Ms. Nesser heard a light tapping coming from the opposite side of the room, but ignored it and continued with her small lesson. She heard the tapping get louder after each president she discussed with her pupil, and soon it was hard to ignore; she looked up at the lone window to see a fist banging against the window.

Ms. Nesser got up and walked over, unlatching the lock and pulling the window up so Jess could enter through the small opening.

"Jess!" Billie shouted loudly.

"How did you get up onto the second floor?" Ms. Nesser asked urgently as the girl sat down in her seat.

"Relax. I climbed, it was easy," Jess leaned forward in her seat, pulling a hat from her back pocket, "Here ya go, Billie. I promised I would get you a hat, and I did."

The beanie had the face of Elvis Presley sewed into the front, one of her all-time idols. She handed Billie the hat and he put it on. Jess looked up at his teacher, who was standing in the middle of the room looking like a deer in headlights.

"What?" Jess asked, as if climbing through a second-story window was completely normal.

"Why couldn't you have just gone through the front door and used the stairs, or an elevator?" the older women asked before sticking her head out the window and looking down.

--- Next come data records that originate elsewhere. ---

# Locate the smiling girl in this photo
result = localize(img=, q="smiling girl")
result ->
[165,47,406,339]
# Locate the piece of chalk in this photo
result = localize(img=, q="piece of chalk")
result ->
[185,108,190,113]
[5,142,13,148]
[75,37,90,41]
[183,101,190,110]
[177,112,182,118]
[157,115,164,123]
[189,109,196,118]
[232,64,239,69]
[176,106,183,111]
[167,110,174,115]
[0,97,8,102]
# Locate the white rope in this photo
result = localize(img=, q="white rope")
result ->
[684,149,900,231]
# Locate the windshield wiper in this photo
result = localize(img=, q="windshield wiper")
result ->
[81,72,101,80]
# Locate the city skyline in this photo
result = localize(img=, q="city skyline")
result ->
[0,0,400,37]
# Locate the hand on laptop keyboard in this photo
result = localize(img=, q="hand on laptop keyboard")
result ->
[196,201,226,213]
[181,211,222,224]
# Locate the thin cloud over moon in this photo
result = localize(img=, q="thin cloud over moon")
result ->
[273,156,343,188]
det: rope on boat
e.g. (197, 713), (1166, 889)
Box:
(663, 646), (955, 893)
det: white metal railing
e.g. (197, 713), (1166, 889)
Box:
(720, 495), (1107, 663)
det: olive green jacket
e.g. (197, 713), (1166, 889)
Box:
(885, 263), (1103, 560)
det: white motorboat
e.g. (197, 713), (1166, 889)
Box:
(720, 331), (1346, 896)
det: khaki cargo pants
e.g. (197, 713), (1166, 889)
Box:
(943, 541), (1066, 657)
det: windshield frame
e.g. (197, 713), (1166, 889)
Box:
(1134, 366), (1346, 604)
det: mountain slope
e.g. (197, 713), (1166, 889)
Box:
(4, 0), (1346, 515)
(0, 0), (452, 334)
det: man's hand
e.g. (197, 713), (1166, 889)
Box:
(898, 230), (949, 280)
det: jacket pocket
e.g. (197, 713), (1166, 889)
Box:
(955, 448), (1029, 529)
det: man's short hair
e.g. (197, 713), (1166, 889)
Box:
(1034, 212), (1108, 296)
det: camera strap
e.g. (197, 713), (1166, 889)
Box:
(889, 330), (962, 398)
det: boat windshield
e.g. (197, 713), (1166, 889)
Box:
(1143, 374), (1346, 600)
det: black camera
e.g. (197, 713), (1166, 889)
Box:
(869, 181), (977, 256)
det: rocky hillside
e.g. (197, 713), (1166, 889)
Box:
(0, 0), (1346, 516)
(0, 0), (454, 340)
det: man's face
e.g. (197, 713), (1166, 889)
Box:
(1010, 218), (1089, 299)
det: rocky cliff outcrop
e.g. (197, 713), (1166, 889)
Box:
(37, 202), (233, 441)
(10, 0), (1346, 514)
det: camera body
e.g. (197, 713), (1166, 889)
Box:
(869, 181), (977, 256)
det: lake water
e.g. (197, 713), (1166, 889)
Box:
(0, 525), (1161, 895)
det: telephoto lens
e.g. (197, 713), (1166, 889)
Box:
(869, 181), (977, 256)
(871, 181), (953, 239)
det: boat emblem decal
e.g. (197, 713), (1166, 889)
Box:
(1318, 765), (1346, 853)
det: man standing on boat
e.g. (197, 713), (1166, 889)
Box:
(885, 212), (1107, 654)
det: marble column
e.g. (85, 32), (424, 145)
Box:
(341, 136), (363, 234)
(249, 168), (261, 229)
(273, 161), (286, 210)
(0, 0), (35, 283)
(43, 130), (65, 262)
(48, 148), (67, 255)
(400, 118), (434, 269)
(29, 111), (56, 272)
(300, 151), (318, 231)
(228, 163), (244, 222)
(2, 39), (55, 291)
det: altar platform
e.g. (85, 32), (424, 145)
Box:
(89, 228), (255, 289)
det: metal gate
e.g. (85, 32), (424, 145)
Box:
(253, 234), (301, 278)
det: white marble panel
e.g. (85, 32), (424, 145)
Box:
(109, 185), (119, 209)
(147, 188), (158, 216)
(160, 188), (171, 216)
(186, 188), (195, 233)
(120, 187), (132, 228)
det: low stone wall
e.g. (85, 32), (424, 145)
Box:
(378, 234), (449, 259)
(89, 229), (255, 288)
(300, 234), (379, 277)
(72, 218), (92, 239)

There was a ladder on the ground, which Jess had used to climb; once she was in, her flailing legs had kicked it, sending the ladder crashing down to earth.

"'Cause the Bitch has guards in front of the building," she answered nonchalantly.

"There's no need for that language...whose the Bitch?" Ms. Nesser asked, mentally slapping herself for being contradicting.

"Leela," Billie answered innocently.

Before Ms. Nesser could comment on this turn of events, her watch went off with a loud bring, and she sighed, "I have to go tutor, I'm sorry for the distractions, Billie Joe. I promise tomorrow I'll stay longer and we can spend more time on the presidents and whatever else you want."

Ms. Nesser began to get her things, as she looked for her coat, she stared up at Jess, "If there's anything you want to talk about, you know my number, Jess," she grabbed her coat, pushed dreadlocks out of her eyes and walked out of the door.

"You have Ms. Nesser's number?" Billie asked, looking at his friend.

"Yeah," Jess answered, looking down at the floor shamefully.

They sat in silence for ten minutes, having nothing to say. Billie Joe busied himself by touching the top of his head every so often, proud of his new hat, Jess sat in her chair twiddling her thumbs; she turned her head every time foot steps came down the hallway, nervous she was going to be caught.

Billie Joe looked down on the floor, and spotted the bucket of cards he had saved, "Jess? Will you help me find everyone who made me these?" he hoisted the bucket up onto his lap.

Jess smiled at her friend's sincere ways, "Sure I will, Bill."